Не попрощавшись с Фанком, я ближайшим поездом уехала в Берлин в полной уверенности, что все кончено. Но мои страхи оказались напрасными. Вскоре принесли цветы и записку от Арнольда и письмо от Луиса. Мой режиссер, кажется, примирился с тем, что я видела в нем лишь друга.
Тем не менее не нужно быть пророком, чтобы предвидеть — на съемках возникнут сложности. Моя озабоченность усилилась еще больше, когда я узнала, что Зокаль, о котором я ничего не слышала после нашей размолвки в Цюрихе, участвовал с долей в 25 процентов в финансировании «Святой горы». А кроме того, еще и купил общество «Берг унд шпортфильм гезелль-шафт» Фанка вместе с принадлежавшей тому копировальной фабрикой во Фрайбурге. Фанк ничего не говорил мне об этих сделках с Зокалем. Мои опасения, что при работе над фильмом будет еще немало сюрпризов, только усилились.
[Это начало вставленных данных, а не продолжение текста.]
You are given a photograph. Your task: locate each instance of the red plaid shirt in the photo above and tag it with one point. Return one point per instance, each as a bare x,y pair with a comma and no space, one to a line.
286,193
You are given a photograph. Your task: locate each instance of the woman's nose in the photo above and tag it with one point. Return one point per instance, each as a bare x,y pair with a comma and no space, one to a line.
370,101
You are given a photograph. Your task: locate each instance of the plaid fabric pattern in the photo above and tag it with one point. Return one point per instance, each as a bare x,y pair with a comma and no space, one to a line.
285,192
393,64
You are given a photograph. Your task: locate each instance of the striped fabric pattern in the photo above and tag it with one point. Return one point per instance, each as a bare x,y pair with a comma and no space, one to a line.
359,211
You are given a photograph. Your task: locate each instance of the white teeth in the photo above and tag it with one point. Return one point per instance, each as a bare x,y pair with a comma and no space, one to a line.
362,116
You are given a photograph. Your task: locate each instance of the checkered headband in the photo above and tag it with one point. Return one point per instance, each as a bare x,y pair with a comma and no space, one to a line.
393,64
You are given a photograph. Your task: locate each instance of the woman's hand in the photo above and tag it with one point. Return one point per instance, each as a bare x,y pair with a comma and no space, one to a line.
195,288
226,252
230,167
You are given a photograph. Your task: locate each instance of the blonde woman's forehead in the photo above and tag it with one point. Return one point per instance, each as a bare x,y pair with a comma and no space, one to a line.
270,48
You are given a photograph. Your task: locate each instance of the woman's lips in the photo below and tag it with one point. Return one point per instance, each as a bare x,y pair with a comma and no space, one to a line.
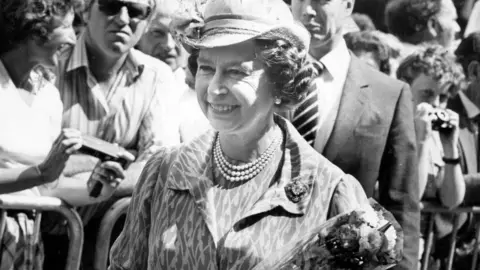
220,108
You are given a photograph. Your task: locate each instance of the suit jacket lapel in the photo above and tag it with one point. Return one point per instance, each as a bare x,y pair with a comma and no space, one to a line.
354,96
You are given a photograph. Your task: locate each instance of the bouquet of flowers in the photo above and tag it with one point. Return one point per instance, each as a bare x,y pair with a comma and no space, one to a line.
366,238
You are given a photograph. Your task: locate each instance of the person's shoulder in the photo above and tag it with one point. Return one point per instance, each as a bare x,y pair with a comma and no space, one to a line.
377,78
151,63
306,158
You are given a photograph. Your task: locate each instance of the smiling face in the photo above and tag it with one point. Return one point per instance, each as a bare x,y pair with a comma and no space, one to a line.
45,52
115,33
232,88
159,43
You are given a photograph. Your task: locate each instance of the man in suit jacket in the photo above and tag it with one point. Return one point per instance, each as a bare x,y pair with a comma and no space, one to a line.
365,119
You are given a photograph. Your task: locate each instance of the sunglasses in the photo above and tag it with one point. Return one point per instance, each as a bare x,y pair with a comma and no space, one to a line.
135,10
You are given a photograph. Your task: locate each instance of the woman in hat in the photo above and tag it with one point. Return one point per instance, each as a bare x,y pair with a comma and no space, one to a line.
231,197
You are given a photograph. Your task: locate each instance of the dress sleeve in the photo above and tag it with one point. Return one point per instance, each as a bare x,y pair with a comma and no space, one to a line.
348,196
130,250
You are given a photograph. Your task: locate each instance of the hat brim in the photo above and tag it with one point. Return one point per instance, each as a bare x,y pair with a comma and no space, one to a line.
227,35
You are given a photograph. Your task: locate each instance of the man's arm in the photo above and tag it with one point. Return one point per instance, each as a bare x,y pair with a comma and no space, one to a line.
398,185
78,164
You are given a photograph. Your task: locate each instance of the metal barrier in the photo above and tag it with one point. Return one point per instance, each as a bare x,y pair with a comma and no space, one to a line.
102,246
434,209
75,226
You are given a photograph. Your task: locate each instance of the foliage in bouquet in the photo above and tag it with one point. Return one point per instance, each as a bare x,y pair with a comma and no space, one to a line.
366,238
362,239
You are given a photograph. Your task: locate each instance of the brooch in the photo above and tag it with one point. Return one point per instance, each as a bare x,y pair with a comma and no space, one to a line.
296,191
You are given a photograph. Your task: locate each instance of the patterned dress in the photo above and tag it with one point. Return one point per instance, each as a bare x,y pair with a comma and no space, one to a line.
181,217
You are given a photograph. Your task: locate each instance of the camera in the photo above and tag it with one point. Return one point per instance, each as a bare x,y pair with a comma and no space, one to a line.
104,151
441,120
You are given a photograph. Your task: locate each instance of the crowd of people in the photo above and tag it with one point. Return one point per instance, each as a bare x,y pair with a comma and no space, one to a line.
245,123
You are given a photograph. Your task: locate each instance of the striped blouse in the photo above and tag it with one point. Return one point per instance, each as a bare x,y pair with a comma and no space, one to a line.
136,112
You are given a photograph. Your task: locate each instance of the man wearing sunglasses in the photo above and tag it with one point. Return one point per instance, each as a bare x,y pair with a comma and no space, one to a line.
116,93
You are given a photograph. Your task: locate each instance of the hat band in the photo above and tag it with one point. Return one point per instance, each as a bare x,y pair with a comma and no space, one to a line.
243,22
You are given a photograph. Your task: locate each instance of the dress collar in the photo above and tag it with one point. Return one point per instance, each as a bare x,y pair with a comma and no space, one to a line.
300,168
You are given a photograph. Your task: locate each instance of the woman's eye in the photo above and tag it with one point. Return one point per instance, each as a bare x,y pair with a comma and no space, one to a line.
159,33
206,69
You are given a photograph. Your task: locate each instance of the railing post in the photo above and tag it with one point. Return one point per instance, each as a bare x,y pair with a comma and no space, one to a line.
75,225
429,243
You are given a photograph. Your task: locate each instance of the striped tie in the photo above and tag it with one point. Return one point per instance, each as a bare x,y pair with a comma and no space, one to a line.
305,118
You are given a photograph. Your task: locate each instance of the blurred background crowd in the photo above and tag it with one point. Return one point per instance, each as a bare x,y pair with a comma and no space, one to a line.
134,89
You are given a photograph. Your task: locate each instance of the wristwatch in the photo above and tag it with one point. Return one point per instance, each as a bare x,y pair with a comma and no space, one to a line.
452,161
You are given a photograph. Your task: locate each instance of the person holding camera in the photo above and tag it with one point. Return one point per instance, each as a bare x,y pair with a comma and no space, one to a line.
33,148
430,75
446,147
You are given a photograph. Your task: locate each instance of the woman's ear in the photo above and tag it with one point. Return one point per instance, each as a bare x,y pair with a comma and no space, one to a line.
432,27
473,70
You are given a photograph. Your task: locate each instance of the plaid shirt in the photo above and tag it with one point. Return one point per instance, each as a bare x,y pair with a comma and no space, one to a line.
136,112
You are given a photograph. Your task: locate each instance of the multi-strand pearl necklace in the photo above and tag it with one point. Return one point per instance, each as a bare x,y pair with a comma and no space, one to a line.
247,171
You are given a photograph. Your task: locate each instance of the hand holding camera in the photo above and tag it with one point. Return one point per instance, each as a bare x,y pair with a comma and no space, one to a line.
68,142
428,119
109,171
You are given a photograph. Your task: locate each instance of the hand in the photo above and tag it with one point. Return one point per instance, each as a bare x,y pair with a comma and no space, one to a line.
423,122
110,174
67,143
450,138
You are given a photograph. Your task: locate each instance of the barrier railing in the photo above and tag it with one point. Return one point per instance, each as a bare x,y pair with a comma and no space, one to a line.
432,210
75,227
102,246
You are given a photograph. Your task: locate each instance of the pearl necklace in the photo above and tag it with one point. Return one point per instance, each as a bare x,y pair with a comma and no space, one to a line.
247,171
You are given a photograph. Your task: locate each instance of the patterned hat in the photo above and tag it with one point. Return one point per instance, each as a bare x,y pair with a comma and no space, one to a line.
217,23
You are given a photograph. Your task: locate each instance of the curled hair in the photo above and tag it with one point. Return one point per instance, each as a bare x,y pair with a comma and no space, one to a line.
368,41
287,68
364,22
21,19
434,61
407,18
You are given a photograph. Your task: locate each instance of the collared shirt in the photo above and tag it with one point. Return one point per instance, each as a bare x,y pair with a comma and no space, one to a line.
330,88
27,132
26,136
136,112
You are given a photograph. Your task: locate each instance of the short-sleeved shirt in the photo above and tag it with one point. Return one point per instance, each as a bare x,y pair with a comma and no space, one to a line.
27,132
136,112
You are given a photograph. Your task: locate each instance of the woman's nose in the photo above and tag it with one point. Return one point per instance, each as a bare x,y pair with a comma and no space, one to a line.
170,44
216,86
309,12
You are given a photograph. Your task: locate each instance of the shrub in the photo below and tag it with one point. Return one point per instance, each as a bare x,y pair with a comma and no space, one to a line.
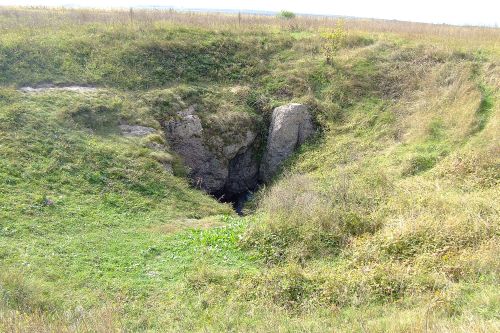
287,15
333,41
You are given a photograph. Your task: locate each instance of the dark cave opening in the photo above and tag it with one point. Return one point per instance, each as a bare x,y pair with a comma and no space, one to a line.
237,200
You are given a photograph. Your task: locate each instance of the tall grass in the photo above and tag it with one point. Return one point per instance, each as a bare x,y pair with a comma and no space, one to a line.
40,17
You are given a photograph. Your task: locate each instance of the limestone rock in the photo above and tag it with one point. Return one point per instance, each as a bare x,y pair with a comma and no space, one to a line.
210,160
290,126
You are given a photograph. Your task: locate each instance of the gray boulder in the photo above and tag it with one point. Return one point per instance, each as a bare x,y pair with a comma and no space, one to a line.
290,127
210,159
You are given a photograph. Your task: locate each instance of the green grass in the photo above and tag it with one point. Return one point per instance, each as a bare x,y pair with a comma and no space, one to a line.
386,221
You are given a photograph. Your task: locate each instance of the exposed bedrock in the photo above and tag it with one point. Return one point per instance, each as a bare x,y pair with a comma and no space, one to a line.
215,164
291,125
223,160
Тем временем подготовительные работы продвинулись настолько, что съемки должны были начаться в первых числах января в Швейцарии, в Ленцерхайде[78]. Только теперь до меня дошло, что я не имею никакого представления о спуске с гор на лыжах. В те времена, почти шестьдесят лет назад, лыжи еще не были так популярны, как сегодня. Но мне не хотелось осрамиться, и потому я решила тайком брать уроки у Тренкера, который до работы над фильмом намеревался вместе с оператором Шнеебергером[79] провести съемки в Доломитовых Альпах. И я решила поехать в Кортину. Еще ни разу в жизни не видела я гор в снегу. Еловые леса в белоснежном уборе пробудили во мне воспоминания детства. От красот зимнего ландшафта захватывало дух.
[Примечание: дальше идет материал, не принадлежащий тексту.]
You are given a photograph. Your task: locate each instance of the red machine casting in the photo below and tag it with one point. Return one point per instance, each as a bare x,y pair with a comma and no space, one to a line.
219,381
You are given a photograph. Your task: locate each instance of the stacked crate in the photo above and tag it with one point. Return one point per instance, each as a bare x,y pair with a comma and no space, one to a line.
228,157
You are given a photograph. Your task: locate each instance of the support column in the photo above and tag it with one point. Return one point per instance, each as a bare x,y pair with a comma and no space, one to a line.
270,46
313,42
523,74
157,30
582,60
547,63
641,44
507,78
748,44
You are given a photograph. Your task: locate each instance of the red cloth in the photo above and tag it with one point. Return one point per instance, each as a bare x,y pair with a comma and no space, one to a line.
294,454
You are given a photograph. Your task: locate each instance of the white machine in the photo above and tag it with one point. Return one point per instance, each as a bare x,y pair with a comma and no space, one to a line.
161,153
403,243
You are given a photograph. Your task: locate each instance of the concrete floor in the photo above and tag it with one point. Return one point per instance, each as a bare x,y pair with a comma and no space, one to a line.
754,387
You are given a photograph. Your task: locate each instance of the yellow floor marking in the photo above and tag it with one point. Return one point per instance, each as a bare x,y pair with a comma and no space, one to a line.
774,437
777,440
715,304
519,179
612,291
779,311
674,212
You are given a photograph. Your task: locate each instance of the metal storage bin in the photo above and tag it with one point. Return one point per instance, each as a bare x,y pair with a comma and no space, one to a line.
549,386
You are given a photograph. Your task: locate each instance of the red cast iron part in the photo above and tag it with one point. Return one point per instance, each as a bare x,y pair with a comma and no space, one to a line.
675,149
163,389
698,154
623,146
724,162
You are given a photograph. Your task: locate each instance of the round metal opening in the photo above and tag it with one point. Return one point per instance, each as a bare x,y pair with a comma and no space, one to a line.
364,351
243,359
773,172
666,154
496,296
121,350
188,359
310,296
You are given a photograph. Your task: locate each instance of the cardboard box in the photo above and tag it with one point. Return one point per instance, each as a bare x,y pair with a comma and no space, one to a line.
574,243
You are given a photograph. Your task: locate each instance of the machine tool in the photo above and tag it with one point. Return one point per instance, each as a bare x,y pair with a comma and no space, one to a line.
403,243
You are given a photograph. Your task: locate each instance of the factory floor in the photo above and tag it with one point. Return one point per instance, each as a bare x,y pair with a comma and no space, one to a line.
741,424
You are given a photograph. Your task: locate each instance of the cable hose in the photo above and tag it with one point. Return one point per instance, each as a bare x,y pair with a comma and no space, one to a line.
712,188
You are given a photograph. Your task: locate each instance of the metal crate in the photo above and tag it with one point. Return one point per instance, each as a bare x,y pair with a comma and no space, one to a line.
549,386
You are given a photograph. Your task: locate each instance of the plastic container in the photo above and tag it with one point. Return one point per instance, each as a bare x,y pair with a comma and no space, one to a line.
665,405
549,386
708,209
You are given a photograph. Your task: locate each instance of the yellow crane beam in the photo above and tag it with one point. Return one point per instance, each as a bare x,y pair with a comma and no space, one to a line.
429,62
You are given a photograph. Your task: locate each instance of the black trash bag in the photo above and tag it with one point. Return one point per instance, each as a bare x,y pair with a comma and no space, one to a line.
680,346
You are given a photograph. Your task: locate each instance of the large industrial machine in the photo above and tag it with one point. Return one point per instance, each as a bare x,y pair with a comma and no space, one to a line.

Тренкер и Шнеебергер согласились давать мне уроки. Отыскались и лыжи. Первую попытку мы сделали на перевале Фальцарего. Мне показали, как делать повороты в тогдашнем стиле, — при этом я чаще лежала на снегу, чем стояла на лыжах. Через несколько уроков мне разрешили совершить коротенький спуск. Я направила лыжи вниз и наслаждалась чувством полета, пока не заметила, что скорость увеличивается, — затормозить у меня не получалось. Склон становился все круче, спуск все быстрее и быстрее — пока наконец я не упала.
Мои учителя оказались рядом и стали помогать выбраться из сугроба. Проклятье — я почувствовала острые боли в левой ноге и стоять не могла. Никакого сомнения: нога сломана. Что за несчастье! Как теперь сказать Фанку? Через несколько дней в Ленцерхайде предстояли самые важные, да и самые дорогостоящие съемки. На покрытом льдом озере были построены фантастические дворцы. Их возведение съело треть всей сметы.
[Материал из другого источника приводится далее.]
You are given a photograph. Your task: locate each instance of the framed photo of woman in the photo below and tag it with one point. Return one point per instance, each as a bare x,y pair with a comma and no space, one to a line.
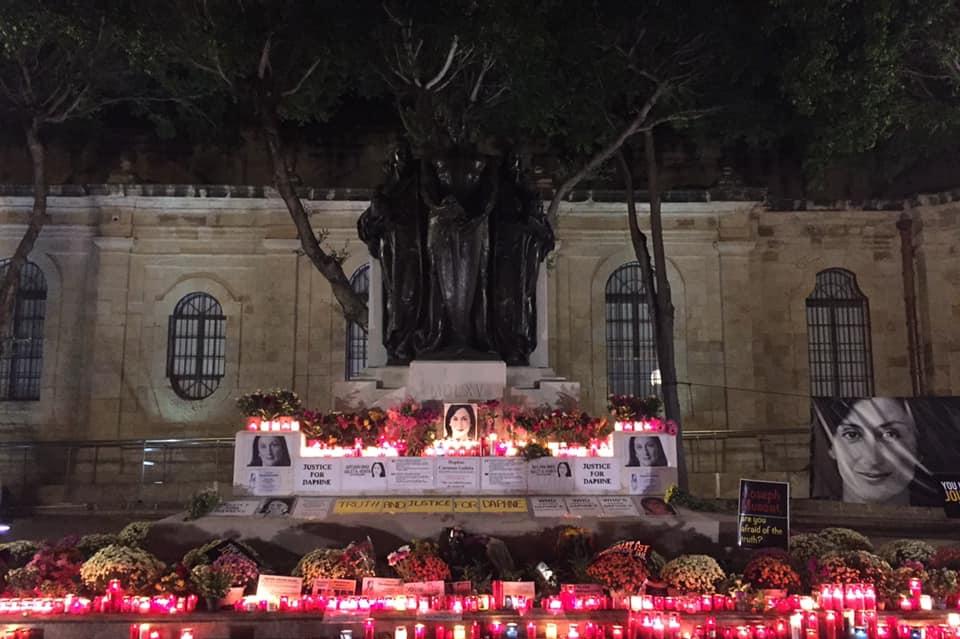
459,423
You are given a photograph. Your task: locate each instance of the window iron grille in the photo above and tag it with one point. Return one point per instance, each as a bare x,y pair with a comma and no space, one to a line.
357,337
196,341
22,361
838,337
632,367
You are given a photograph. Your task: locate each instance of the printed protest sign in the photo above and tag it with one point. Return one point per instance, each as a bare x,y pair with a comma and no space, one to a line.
763,516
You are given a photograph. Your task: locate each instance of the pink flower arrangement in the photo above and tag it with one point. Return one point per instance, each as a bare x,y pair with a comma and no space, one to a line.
242,570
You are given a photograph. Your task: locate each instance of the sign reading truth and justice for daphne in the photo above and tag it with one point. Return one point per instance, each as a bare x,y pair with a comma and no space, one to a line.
884,450
950,483
763,516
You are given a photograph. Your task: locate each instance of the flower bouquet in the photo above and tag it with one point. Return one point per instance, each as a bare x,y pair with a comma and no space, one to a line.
356,561
621,567
769,572
53,571
943,585
176,582
269,405
136,569
211,583
627,408
898,553
946,557
419,561
16,554
692,574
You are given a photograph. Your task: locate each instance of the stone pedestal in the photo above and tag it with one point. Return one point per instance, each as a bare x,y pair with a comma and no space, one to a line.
386,386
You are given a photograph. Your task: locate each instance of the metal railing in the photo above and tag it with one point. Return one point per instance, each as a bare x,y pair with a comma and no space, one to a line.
150,469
Тренкер спустился вниз в Кортину, чтобы раздобыть сани. Уже стемнело и стало сильно холодать. Шнеебергер взял меня на закорки и побрел по глубокому снегу. Начинался буран, лодыжка сильно болела. Мы то и дело проваливались в снег и падали и в конце концов сдались, — дрожа от холода, стали ждать сани. Меня мучило горькое раскаяние.
На следующее утро на ногу наложили гипс. Оказалось, что у меня перелом левой лодыжки в двух местах. Рекорд — пять переломов за один год! Я испытывала адские муки, в основном из-за того, что ждала серьезнейших упреков со стороны Фанка, который еще ни о чем не знал. На машине, а потом на поезде мы доехали в Ленцерхайде. Из Кура[80] позвонили режиссеру. О том, что, собственно, произошло, он узнал лишь при встрече на вокзале. Фанк был бледен как полотно. Фильм держался на мне и рушился вместе со мной. Что станет, если я не смогу работать? Полностью масштабы катастрофы удалось оценить лишь на озере. Ледовые сооружения высотой примерно в пятнадцать метров были готовы. Мороз формировал их в течение нескольких недель. Съемки могли бы начаться немедленно — а я неподвижно лежала в гипсе. Все были в отчаянии.